Mort à 2021 est une suite, donc, celle de Mort à 2020 (logique arithmétique imparable), le film satirique qui avait su nous surprendre à la fin de l’année précédente avec une représentation clairvoyante des quelques mois qui avaient fait basculer la planète, restée hagarde dans un tourbillon de panique sanitaire.

À l’époque, on jugeait que son sous-titre officieux aurait pu être : « C’est drôle, parce que c’est vrai ». Pour ce nouveau volet, on pourrait sans mal renverser l’affirmation : ce n’est pas drôle, parce que c’est vrai. Mais aussi : ce n’est pas drôle, parce que l’écriture a été bâclée. Ou encore : ce n’est pas drôle, car c’est exactement la même chose, en moins bien.

Les personnages de Mort à 2021 sont des caricatures de caricatures

Où l’on retrouve quasiment les mêmes protagonistes, déchus de leurs nuances, devenus de vulgaires caricatures de caricatures. La mère au foyer raciste est désormais bien sûr antivax (et a participé à l’invasion du Capitole), le professeur anglais acerbe n’est plus qu’un vieil idiot dont le journaliste se moque à répétition. L’influenceur ? Un petit con qui teste un vaccin « fait maison » en direct sur YouTube.

Seul William Jackson Harper se démarque, en patron de réseau social illuminé, défendant la « liberté » des utilisateurs de préférer les fausses informations aux faits, même si ça les pousse vers la mort. « Vérité et mensonges ne sont que des flux de données contraires », rationalise-t-il, avant d’enchaîner : « Nous avons réalisé que maintenir les utilisateurs dans un état constant de rage sans limite permet de les garder engagés, et s’ils sont engagés, c’est sûrement qu’ils s’amusent, même s’ils sont désespérément malheureux ! »

William Jackson Harper dans Mort à 2021  // Source : Netflix
William Jackson Harper dans Mort à 2021 // Source : Netflix

Quand Netflix se regarde le nombril

Cette propension à l’exagération incisive comme outil satirique se fait malheureusement bien trop rare dans le nouveau mockumentaire. Mort à 2021 n’est en fait obsédé que par deux choses : la politique américaine et Netflix.

Joe Biden, qui a pris les pouvoirs en début d’année, y est dépeint comme un politique fantôme : le narrateur multiplie les boutades sur son âge avancé et son manque de charisme, comme si les quatre dernières années passées à commenter la moindre respiration d’un leader gesticulant ne nous avaient rien appris.

Puis vient l’année 2021 vue par le prisme culturel, ou plutôt, comment Netflix place Netflix au centre du monde. En dehors de quelques minutes dédiées à l’événement James Bond, Mort à 2021 ne parle que des shows de la plateforme de SVOD… qui le produit en exclusivité. Ça alors. « Le premier succès de l’année est Bridgerton », assène la voix-off, et si vous n’êtes pas d’accord, c’est pareil. « J’ai bingé la série d’une seule traite », nous dit un autre personnage, omettant de préciser que le seul mérite de cette production avilissante fut de nous faire oublier une année 2020 cruelle et éreintante.

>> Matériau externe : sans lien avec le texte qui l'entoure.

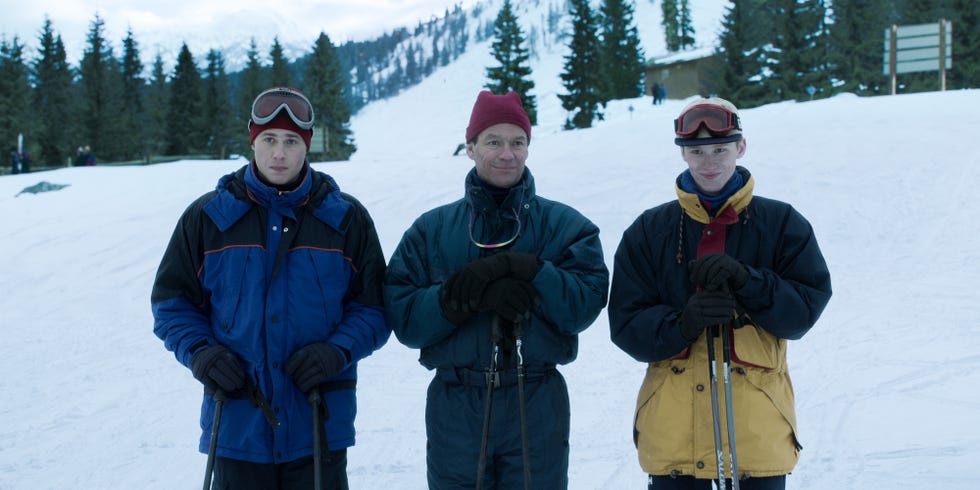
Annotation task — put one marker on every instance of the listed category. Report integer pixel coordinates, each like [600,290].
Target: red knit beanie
[281,121]
[491,109]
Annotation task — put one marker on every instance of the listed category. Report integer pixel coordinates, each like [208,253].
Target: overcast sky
[342,20]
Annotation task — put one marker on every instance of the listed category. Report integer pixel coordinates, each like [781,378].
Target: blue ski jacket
[264,273]
[573,281]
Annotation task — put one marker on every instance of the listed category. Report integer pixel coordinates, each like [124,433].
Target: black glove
[464,289]
[314,364]
[512,299]
[704,309]
[717,272]
[218,367]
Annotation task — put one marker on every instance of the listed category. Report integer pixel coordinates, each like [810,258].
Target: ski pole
[716,418]
[522,401]
[727,371]
[493,380]
[219,403]
[315,402]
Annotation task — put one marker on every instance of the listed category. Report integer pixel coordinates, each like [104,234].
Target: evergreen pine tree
[251,83]
[855,48]
[685,26]
[513,71]
[157,107]
[16,117]
[669,18]
[99,80]
[184,117]
[741,54]
[622,58]
[217,106]
[52,99]
[965,16]
[325,86]
[798,53]
[279,74]
[580,77]
[132,115]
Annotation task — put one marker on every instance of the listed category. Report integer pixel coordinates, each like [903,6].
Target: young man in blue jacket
[717,263]
[494,289]
[269,291]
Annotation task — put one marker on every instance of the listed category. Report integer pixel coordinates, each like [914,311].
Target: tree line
[768,51]
[774,50]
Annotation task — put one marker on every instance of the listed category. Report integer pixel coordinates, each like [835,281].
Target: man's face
[713,165]
[499,153]
[279,155]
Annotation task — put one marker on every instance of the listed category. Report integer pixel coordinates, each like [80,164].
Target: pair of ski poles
[316,404]
[493,381]
[715,411]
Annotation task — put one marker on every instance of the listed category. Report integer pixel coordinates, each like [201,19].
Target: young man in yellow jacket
[717,259]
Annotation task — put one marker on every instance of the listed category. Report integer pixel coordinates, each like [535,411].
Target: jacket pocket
[224,279]
[753,346]
[652,382]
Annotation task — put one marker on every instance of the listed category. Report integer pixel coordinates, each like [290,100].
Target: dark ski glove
[218,367]
[704,309]
[314,364]
[718,272]
[464,289]
[512,299]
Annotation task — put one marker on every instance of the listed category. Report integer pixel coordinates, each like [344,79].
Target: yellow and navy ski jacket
[264,273]
[788,288]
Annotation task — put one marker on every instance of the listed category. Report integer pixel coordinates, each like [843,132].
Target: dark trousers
[690,483]
[454,428]
[233,474]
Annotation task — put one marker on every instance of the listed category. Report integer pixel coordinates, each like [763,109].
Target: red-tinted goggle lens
[268,104]
[716,119]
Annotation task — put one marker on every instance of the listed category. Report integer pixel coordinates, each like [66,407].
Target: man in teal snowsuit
[501,256]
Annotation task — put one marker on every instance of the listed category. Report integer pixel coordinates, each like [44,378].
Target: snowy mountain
[885,382]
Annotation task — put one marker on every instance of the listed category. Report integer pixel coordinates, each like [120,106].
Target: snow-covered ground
[886,382]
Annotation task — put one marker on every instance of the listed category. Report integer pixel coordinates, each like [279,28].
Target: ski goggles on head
[270,102]
[715,118]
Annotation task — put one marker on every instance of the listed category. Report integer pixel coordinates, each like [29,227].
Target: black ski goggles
[715,118]
[269,103]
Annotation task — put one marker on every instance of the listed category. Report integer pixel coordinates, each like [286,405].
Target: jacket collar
[517,196]
[236,196]
[692,206]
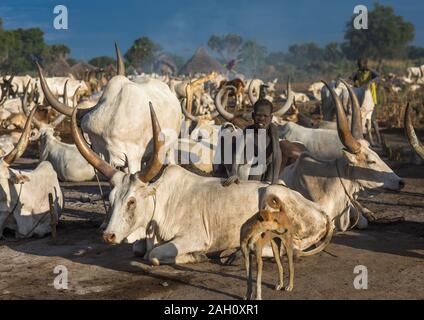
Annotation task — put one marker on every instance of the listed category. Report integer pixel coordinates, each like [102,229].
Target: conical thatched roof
[201,62]
[165,64]
[80,69]
[60,68]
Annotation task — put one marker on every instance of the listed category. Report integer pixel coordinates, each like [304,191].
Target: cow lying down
[24,194]
[186,216]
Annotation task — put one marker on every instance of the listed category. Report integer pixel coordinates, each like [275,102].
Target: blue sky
[181,26]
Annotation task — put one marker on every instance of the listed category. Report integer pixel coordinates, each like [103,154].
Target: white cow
[25,206]
[65,158]
[186,216]
[333,183]
[315,89]
[119,125]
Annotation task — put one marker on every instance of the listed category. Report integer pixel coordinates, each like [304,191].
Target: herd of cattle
[133,126]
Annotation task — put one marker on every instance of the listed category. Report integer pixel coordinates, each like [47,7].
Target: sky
[181,26]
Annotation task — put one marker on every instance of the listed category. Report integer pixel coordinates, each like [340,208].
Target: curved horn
[250,91]
[290,98]
[218,103]
[19,149]
[61,117]
[410,133]
[25,108]
[356,125]
[51,99]
[323,245]
[87,153]
[345,136]
[155,162]
[120,66]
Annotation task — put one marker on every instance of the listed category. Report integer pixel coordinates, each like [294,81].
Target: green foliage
[20,47]
[142,53]
[102,61]
[387,35]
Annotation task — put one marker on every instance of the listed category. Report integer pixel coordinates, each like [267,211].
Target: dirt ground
[393,254]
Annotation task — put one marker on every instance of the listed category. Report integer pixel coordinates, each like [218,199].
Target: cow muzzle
[109,238]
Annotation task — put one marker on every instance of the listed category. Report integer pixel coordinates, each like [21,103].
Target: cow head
[7,176]
[132,197]
[368,169]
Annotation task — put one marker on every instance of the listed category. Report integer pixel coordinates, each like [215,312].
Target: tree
[227,46]
[102,61]
[387,35]
[142,53]
[415,52]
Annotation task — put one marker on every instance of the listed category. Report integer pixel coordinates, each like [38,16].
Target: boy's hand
[230,181]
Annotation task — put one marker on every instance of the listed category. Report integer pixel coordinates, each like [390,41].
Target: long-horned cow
[25,205]
[334,184]
[416,145]
[119,125]
[65,158]
[186,216]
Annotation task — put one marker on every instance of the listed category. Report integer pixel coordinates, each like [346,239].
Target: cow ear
[351,158]
[19,179]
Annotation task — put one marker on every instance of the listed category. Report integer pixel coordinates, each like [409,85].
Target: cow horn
[186,104]
[61,117]
[51,99]
[223,92]
[356,125]
[120,66]
[351,144]
[410,133]
[324,244]
[290,98]
[89,155]
[25,109]
[155,162]
[250,91]
[19,149]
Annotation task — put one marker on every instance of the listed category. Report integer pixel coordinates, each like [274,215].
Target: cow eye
[131,203]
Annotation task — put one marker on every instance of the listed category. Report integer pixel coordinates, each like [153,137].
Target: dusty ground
[393,254]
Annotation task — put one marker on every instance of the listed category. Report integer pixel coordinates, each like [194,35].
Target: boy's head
[363,63]
[262,113]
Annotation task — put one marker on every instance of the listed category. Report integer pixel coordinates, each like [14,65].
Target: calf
[258,232]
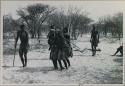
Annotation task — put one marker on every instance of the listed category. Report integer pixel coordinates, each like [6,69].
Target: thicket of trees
[38,17]
[111,24]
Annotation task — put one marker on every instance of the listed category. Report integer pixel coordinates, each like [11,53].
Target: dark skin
[23,36]
[94,40]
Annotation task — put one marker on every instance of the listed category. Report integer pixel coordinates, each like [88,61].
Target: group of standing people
[60,47]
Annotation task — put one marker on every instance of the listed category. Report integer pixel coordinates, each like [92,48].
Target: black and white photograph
[62,42]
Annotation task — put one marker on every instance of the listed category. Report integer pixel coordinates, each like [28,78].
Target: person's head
[65,30]
[52,27]
[22,27]
[93,26]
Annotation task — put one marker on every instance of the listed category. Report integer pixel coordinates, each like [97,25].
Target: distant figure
[68,49]
[94,40]
[61,47]
[119,49]
[24,45]
[52,46]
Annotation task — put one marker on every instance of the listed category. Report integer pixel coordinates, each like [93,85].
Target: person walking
[24,45]
[94,40]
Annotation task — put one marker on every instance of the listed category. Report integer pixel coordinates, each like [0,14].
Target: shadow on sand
[36,69]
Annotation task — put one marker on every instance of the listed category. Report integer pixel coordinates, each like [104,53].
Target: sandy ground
[85,68]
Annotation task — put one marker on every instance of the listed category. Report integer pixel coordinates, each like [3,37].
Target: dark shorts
[23,49]
[94,42]
[58,54]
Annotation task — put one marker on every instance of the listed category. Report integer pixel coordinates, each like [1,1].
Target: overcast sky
[95,9]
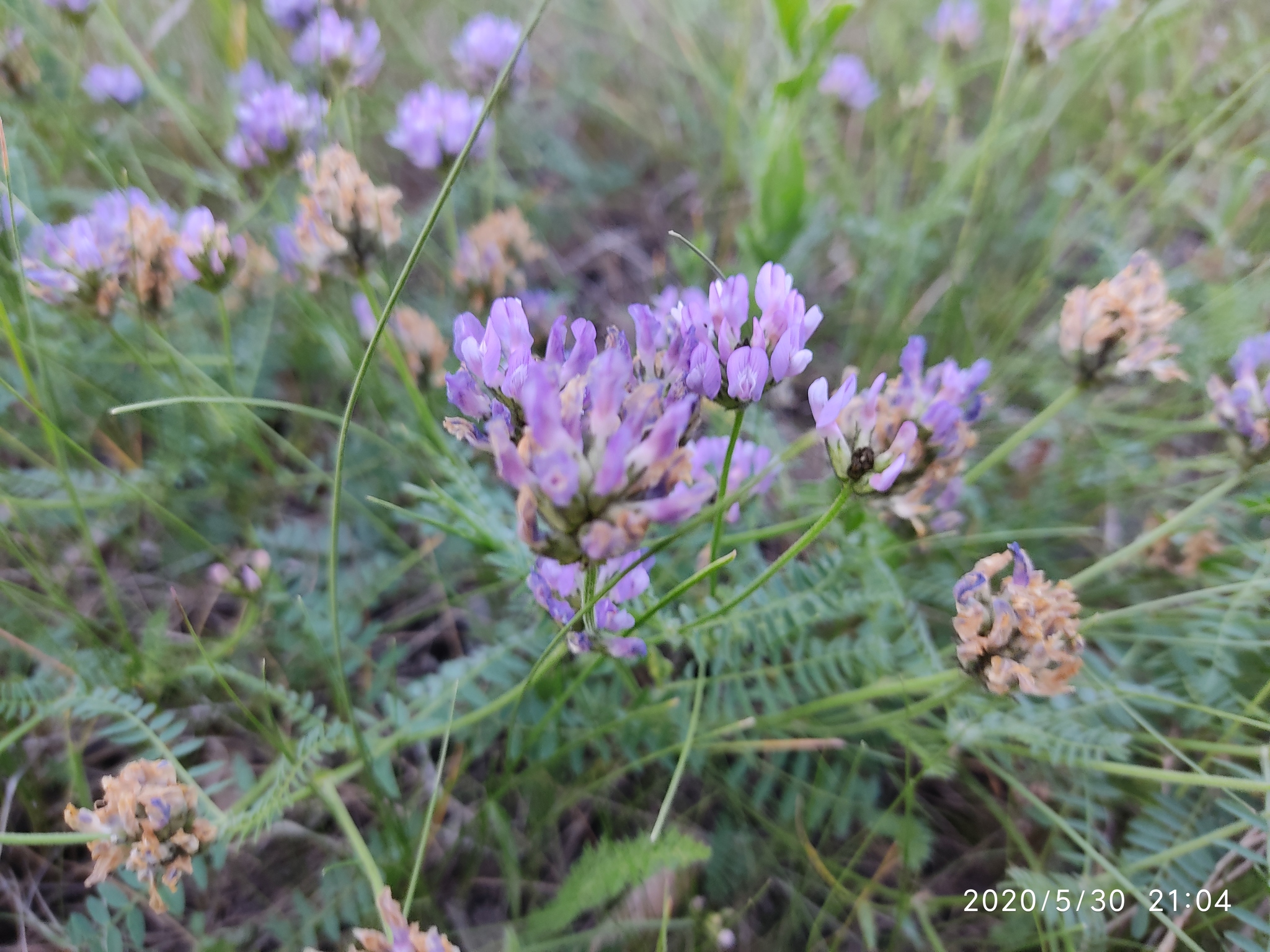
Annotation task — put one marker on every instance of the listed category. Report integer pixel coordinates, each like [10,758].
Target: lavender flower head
[433,125]
[486,43]
[559,589]
[1049,25]
[1244,409]
[717,348]
[905,438]
[275,122]
[595,452]
[118,83]
[291,14]
[849,82]
[125,238]
[205,252]
[957,22]
[747,460]
[75,11]
[351,54]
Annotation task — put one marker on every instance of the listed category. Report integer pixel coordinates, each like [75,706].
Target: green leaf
[609,870]
[790,14]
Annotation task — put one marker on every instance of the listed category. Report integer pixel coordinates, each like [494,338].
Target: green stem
[789,553]
[738,416]
[432,806]
[1023,433]
[683,753]
[363,368]
[362,853]
[984,164]
[228,340]
[1163,531]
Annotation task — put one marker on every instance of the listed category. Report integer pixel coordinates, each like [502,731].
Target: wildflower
[345,219]
[484,45]
[402,936]
[205,252]
[905,438]
[118,83]
[1049,25]
[957,22]
[558,588]
[1181,559]
[418,335]
[1244,409]
[433,125]
[74,11]
[849,82]
[747,460]
[92,257]
[704,340]
[151,827]
[351,54]
[493,253]
[18,70]
[1024,635]
[595,451]
[1124,320]
[273,122]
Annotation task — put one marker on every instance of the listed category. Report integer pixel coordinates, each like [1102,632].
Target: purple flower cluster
[558,588]
[713,346]
[206,254]
[1244,408]
[1049,25]
[75,11]
[118,83]
[486,43]
[957,22]
[433,123]
[350,52]
[747,460]
[127,239]
[275,121]
[596,454]
[905,438]
[849,82]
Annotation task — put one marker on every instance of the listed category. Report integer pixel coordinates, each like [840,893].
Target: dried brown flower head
[151,827]
[403,936]
[346,219]
[1026,635]
[493,254]
[1123,324]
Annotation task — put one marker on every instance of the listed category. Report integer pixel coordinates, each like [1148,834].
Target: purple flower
[433,125]
[273,123]
[1244,408]
[910,433]
[1053,24]
[957,22]
[351,54]
[291,14]
[205,252]
[118,83]
[747,374]
[626,648]
[747,460]
[849,82]
[484,45]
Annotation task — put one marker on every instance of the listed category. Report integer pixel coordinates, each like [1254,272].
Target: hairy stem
[1023,433]
[738,416]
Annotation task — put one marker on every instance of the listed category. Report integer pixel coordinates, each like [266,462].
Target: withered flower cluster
[151,827]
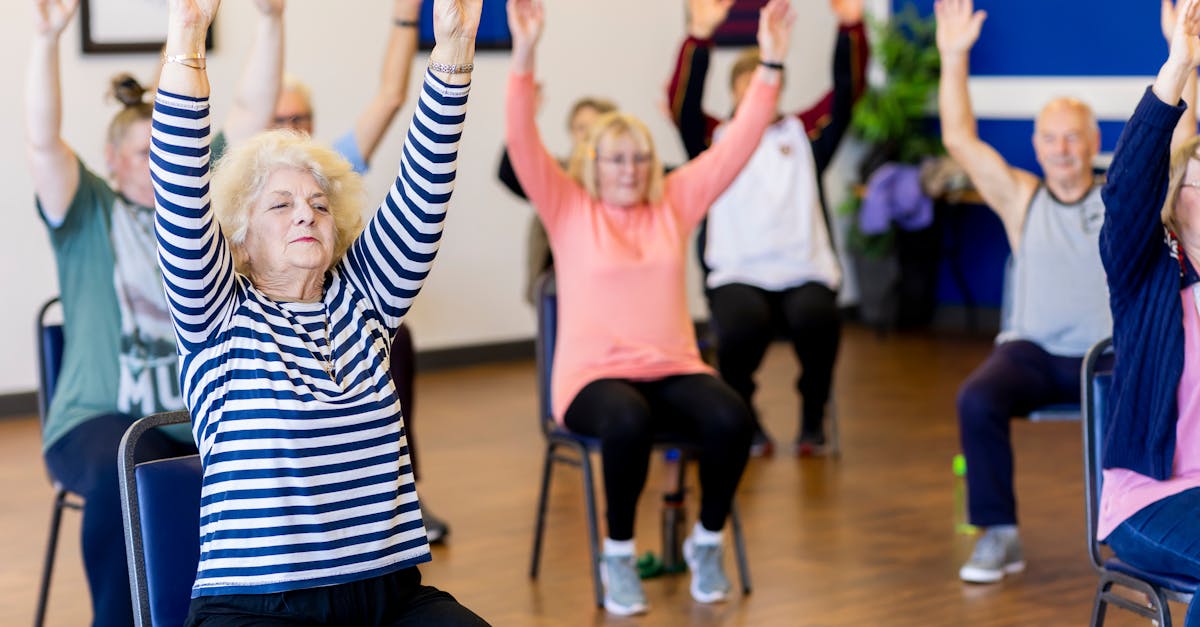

Une des vignettes de "Mort à 2021" qui fait référence à Squid Game // Source : Netflix
Une des vignettes de « Mort à 2021 » sur la plateforme Netflix, qui fait référence à « Squid Game », de Netflix // Source : Netflix

Mais comme le dit le faux-documentaire lui-même, « 2021 est l’année qui ferait passer 2020 pour un simple prologue », sans réaliser qu’il en est lui-même le pire exemple. Surtout lorsqu’il s’épanche ensuite sur le succès de Squid Game, autre série Netflix ultra-populaire (et pourtant malaisante à souhait) dépeinte comme une critique acerbe du capitalisme qui aurait engendré des partages de « mèmes hilarants » sur les réseaux sociaux.

Nous laisserons les lecteurs et lectrices juges du degré d’hilarité provoqué par des situations comme : «Quand tu veux quitter ton job mais que tu veux quand même ton bonus ». Ah, oui, beaucoup d’argent. D’accord.

job quit netflix

On ressort de ces 59 minutes essorés par tant de répétitions, de longueurs et de blagues potaches étirées (on ne s’est toujours par remis de l’Anglaise un peu simple d’esprit qui assure que sa mère n’a jamais fait l’amour de sa vie) (ah, l’humour, c’est drôle). Mais on finit surtout accablés par tant d’amertume.

Il était déjà difficile, l’an dernier, de réussir à rire d’une parodie si proche de notre monde. Mort à 2021 pousse le cynisme à son paroxysme et asphyxie ses spectateurs déjà au bord du gouffre, dopés depuis deux ans aux notifications push, stimulés par des courbes-qui-repartent-à-la-hausse et noyés sous les acronymes PCRSARSCOVFFP2.

Quitte à se faire du mal en contemplant les malheurs du monde, autant regarder quotidiennement la sélection de VU de France TV, au moins, c’est intelligent.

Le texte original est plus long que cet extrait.